Letter to a young queer ornithologist
When I was asked to write this piece, I tried to start several times. Each time I bared my soul and pain, laying out an argument for cis and straight readers on how to support queer ornithologists. And each time I deleted what I wrote. It wasn’t what I needed to say, I could feel that — but I also couldn’t put my finger on what it was that I did want to say.
But now, thanks to the Covid pandemic, we’re only days away from the start of one of the strangest semesters of our lives, and in the deluge of articles for new students, grad and undergrad alike, I finally realised that it was really YOU I wanted to write to — you, the fledgling leaving the nest, standing on the edge of where you were and where you want to be. Maybe you’re like I was when I started my grad program only a few forever years ago, uncertain of your identity and scared that finding out would mean losing anything. Maybe you’ve known for years, but still have that pit-of-the-stomach fear: will they accept me? Maybe your family supports you, or maybe they don’t, or maybe they try but stumble. Maybe you’re Black or Indigenous or disabled or some combination of all of the above and know that standing in the overlap of identities that is you can be a lonely place. Regardless, it’s often a moment of fear that catches your breath and makes you second-guess your decision. Will it be alright? Will I be alright?
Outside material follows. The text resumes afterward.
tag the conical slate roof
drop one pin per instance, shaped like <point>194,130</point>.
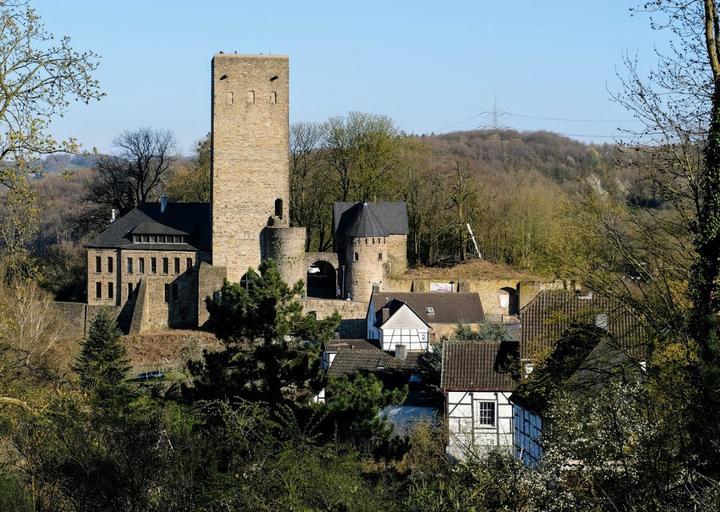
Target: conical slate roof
<point>363,222</point>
I wish more than anything I could promise you that everything will be fine: that you won’t face hate, or dismissal, or disbelief, from the people that should be your community and colleagues. I wish I could promise that you won’t have to fight like hell for your place. I wish I could promise that you won’t have to do the calculation of whether an opportunity — a job, a conference, field work — will be safe. I wish I could promise all of this. But you and I have both seen the brokenness of the world, and how its cracks so often run through the lives of queer people.
But this I can tell you: there will be moments when it all seems like more than you can bear, where it seems like the only option is to walk away. But even in those most unbearably lonely of moments, where everything seems so broken that you can do nothing but despair, know this: it’s not your sole responsibility to fix the world. It’s a work far larger than any one of us can do—and even in those moments where all you can think in your pain is I am alone, know that you are NOT.
This I have learned as I’ve made my own often lonely way as a queer ornithologist: you are not the only one. Even if wherever you are it may seem that way — and lemme tell you, it sure feels like that sometimes when you live someplace like Oklahoma — there are others, and once you connect with them, either in-person or virtually (it should probably be virtually right now though), your world will shift.
I remember going to my first LGBTQ+ social at an ornithology conference — the milling group on a patio in a brilliant Arizona evening, the initial awkwardness of “but I can’t possibly just go talk to any of these people”. Then getting swooped up by a group and having the strange feeling of letting my guard down while finally being able to talk about the challenges and joys of being queer and studying birds. I had been tentative in coming out before then but seeing that there were ornithologists who were boldly being themselves made it easier to do that myself. I could be myself.
It isn’t easy. I’ve faced harassment, including from those who claimed to be allies. But there are many people who will fight for you, queer or not. It may take time to find them, but they are there. And one day, almost certainly sooner than you expect, I can guarantee that you will be approached by a student. They’ll probably be a bit nervous, probably try to catch you in private. And even if you feel like you’re still flailing around trying to figure things out yourself, they’re going to tell you that seeing you out and proud and absolutely killing it is one of the most important things they’ve ever seen during their time in academia, because now they know that they too can do the same. They can be themselves.
I can’t promise there won’t be battles. But they won’t be battles you fight alone, and they won’t just be battles for yourself, even if they seem like it. Every time you push your way to the table, you make it a little easy both for yourself and for the next person. It’s a burden to have to bear, to be sure, and I wish this world was one were simply being didn’t come with it. This is how we build that world though, bit by bit, sharing the work so that even when one of us must stop to breathe, the work itself never stops.
You’re standing on the edge of what will be at times painful but will also be full of moments of beauty and wonder and kindness beyond what you can imagine. Even when it’s lonely, you won’t be alone. And I know that whatever your path is, you will be amazing, and we’ll be all the better for having you fly with us.